Skład: aqua/water, isododecane, isopropyl palmitate, undecane, arginine, CI 60725 / violet 2, citric acid, dipotassium phosphate, disodium edta, hexylene glycol, octyldodecanol, octyldodecyl xyloside, polyaminopropyl biguanide, potassium phosphate, sodium chloride,tridecane.

Zaplacilam za 125 ml produktu okolo $ 10, wiecej niz za poprzedni, ale jest tego wart. Produkowany byl w Polsce. Jest dosc wydajny ... mam go juz od maja a buteleczka pomalu siega dna. 
Jak działa?

Ze zwykłym makijazem oczu i wodoodpornym tuszem do rzes radzi sobie bardzo dobrze.
Podczas przytrzymywania na powiece wacika nasaczonego płynem "rozpuszcza" makijaz, dzieki czemu rzeczywiscie nie trzeba mocno pocierac. Szybko i skutecznie usuwa cienie do powiek oraz tusz do rzes - praktycznie przy pomocy jednego wacika. Ewentualne resztki zostaja calkowicie usuniete przy powtorzeniu tej czynności - jesli jest taka koniecznosc. Bardzo wygodny w aplikowaniu, buteleczka ma bardzo maly otwor co powoduje, ze ilosc wylewanego roztworu jest kontrolowana. Plyn pozostawia wrazenie idealnie oczyszczonej skory, bez zadnych pozostałosci lub tłustej warstwy pod oczami.
Nie pozostawia efektu "mgly" przed oczami.... z czego jestem niezmiernie zadowolona. Nie podraznia oczu i nie szczypie. Nie zauwazylam tylko jakiegos super efektu moich rzes .... moze sa troche bardziej mocniejsze i ladniejsze niz byly wczesniej. Mam nadzieje, ze przekonam sie o tym po dluzszym stosowaniu tego produktu.

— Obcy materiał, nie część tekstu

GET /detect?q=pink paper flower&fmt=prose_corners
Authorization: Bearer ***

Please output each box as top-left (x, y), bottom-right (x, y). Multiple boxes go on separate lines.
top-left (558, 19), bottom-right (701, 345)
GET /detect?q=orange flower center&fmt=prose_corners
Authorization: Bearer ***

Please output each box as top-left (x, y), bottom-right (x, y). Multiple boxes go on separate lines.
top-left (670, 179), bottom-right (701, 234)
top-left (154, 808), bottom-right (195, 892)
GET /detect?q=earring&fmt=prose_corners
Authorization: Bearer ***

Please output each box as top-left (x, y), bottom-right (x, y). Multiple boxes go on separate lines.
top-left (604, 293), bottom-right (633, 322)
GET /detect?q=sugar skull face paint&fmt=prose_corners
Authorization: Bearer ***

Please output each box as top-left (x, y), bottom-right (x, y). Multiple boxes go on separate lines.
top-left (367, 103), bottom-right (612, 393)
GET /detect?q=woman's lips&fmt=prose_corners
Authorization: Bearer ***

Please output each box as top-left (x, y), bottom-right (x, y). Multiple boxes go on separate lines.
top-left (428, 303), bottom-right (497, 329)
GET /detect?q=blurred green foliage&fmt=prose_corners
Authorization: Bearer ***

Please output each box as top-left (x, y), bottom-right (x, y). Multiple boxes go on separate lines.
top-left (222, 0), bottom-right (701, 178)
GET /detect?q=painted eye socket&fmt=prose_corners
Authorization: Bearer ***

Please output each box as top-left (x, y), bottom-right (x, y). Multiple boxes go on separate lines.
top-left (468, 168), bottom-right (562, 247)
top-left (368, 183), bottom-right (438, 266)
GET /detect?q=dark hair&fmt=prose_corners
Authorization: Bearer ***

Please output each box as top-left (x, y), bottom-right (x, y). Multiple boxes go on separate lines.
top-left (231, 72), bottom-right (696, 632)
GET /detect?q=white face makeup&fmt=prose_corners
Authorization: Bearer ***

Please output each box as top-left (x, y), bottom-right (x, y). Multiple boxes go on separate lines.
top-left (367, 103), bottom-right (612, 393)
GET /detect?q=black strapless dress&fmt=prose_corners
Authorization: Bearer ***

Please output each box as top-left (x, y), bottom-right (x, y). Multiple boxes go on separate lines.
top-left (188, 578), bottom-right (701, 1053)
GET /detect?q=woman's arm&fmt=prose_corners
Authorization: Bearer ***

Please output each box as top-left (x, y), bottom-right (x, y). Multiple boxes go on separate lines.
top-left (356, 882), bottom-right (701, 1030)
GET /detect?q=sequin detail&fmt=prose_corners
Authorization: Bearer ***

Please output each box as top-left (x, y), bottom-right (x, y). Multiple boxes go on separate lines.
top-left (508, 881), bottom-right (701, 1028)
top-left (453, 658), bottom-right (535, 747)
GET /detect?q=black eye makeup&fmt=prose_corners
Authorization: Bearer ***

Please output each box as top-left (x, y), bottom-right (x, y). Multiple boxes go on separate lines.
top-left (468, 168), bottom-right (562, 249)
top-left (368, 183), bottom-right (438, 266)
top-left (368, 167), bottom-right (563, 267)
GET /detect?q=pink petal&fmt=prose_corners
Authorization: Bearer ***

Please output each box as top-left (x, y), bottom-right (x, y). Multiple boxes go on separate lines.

Podsumowujac, tylko kosmetyk firmy Garnier moge polecic Wam w 100 %. Po prostu jak dla mnie to produkt idealny ❤❤❤... na pewno bede po niego siegac regularnie. 


A jakie Wy preparaty do demakijazu oczu polecacie? 


                                               INSTAGRAM  /  FACEBOOK

2 komentarze:

Paulina pisze...

Garniera nie próbowałam, ale Neutrogenę używam od dość dawna i jestem zadowolona :) Nie używam wodoodpornych i mocnych kosmetyków, więc na moje potrzeby jest wystarczająca :)

Life in America pisze...

Mnie jakos nie przypadl do gustu .....ale tak bywa czasami, ze jedni sa zadowoleni z danego produktu, a inni nie.